Use of NSAIDs in PRK
William B. Trattler, MD, and Marguerite B. McDonald, MD, conducted a study comparing nepafenac ophthalmic suspension 0.1% and ketorolac tromethamine ophthalmic solution 0.4% in patients who underwent PRK.1 Dr. Trattler administered the NSAIDs underneath the contact lens in the operating department and continued the medications postoperatively for at least 5 days. Dr. Trattler used punctal plugs in his patients, which would increase NSAID surface time. He then noted delayed epithelialization in eyes that received nepafenac. Because of his concern, I conducted a study showing that the same epithelialization rates resulted from nepafenac and moxifloxacin when compared to ketorolac and gatifloxacin ophthalmic solution 0.3%.2 The NSAID was not placed underneath the contact lens. I administered NSAIDs postoperatively up to four times a day for 2 days. I believe this is the difference between the two studies and is important. When using nepafenac in PRK patients, I strongly suggest that it be used only post- operatively. I have used nepafenac in more than 500 patients without any complications.
A study conducted in the United States Air Force compared nepafenac with BSS for use in PRK.3 Nepafenac was shown to reduce pain at days 1 and 2 post- operatively. No difference in epithelial healing rates occurred in patients with nepafenac as compared to BSS. Thus, nepafenac achieved pain control without adverse effects. One hundred thirty-two eyes were included, and patients were dosed three times a day for 2 days.

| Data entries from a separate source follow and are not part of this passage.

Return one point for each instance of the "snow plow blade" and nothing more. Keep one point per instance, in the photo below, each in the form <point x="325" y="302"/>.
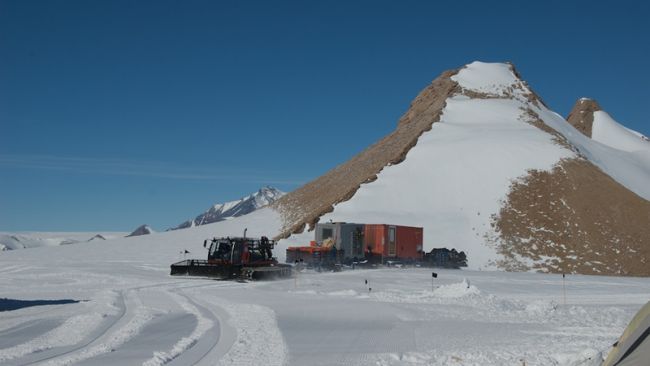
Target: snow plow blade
<point x="198" y="267"/>
<point x="201" y="268"/>
<point x="275" y="272"/>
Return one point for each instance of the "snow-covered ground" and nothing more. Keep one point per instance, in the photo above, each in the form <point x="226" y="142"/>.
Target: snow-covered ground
<point x="131" y="312"/>
<point x="28" y="239"/>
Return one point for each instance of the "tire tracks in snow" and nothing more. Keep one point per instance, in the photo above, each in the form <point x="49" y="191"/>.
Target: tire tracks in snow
<point x="46" y="351"/>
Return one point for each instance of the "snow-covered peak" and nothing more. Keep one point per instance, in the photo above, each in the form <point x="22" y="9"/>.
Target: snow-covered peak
<point x="488" y="78"/>
<point x="228" y="210"/>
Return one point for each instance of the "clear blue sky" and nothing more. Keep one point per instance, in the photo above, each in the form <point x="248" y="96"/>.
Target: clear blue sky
<point x="117" y="113"/>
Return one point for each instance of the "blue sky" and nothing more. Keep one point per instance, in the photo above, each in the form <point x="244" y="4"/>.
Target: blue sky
<point x="118" y="113"/>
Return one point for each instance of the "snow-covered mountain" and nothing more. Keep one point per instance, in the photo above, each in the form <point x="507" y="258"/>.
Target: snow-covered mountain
<point x="486" y="167"/>
<point x="22" y="240"/>
<point x="588" y="117"/>
<point x="225" y="211"/>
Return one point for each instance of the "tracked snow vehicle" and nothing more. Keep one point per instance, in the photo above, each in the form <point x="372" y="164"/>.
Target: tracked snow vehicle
<point x="235" y="258"/>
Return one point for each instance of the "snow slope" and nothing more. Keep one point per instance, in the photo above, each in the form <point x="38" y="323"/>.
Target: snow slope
<point x="611" y="133"/>
<point x="21" y="240"/>
<point x="453" y="180"/>
<point x="459" y="173"/>
<point x="130" y="311"/>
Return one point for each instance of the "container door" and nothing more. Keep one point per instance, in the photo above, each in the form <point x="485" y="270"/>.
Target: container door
<point x="392" y="246"/>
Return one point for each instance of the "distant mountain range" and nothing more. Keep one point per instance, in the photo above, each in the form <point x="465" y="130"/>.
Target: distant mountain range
<point x="225" y="211"/>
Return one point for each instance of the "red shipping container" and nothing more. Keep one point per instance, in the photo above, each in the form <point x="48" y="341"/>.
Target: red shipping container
<point x="393" y="241"/>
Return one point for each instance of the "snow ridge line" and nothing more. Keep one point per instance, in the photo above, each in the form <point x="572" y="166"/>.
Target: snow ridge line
<point x="185" y="343"/>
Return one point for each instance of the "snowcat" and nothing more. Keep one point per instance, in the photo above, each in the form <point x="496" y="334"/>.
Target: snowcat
<point x="235" y="258"/>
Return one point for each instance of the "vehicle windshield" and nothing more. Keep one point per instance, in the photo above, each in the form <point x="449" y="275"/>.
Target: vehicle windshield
<point x="220" y="250"/>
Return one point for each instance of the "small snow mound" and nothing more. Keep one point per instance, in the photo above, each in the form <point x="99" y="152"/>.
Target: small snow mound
<point x="588" y="357"/>
<point x="343" y="293"/>
<point x="540" y="308"/>
<point x="141" y="230"/>
<point x="457" y="290"/>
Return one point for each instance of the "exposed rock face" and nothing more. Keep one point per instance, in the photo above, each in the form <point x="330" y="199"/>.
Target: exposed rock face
<point x="572" y="218"/>
<point x="308" y="203"/>
<point x="582" y="115"/>
<point x="141" y="230"/>
<point x="579" y="218"/>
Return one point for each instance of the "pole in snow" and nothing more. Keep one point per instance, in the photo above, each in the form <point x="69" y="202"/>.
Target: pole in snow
<point x="433" y="275"/>
<point x="564" y="288"/>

Progress in surface ablation
Surface ablation is emerging as an important surgical option for refractive surgery. New techniques help ophthalmologists meet the challenge of recovering vision quickly to meet patients’ needs. Such techniques include the creation of smaller epithelial defects, maintenance of a cool, smooth area and the use of NSAIDs. Positive results are crucial because patients expect to have vision restored as soon as possible.
References
- McDonald MB, Trattler W. Double-masked comparison of ketorolac tromethamine 0.4% versus nepafenac suspension 0.1% for postoperative healing rates and pain control in eyes undergoing surface ablation. Poster presented at: Annual meeting of the Association for Research in Vision and Ophthalmology; May 2006; Fort Lauderdale, Fla.
- Donnenfeld ED, Durrie DS, Holland EJ, Raizman MB. A double-masked study of nepafenac 0.1% and ketorolac 0.4% for pain and epithelial healing following PRK. Poster presented at: Annual meeting of the American Academy of Ophthalmology; November 13, 2006; Las Vegas, Nevada.
- Reilly CD, Caldwell RC. Double-masked study of nepafenac 0.1% and placebo on pain relief and epithelial healing following PRK. Poster presented at the Annual Meeting of the American Academy of Ophthalmology; November 12-13, 2006; Las Vegas, Nevada.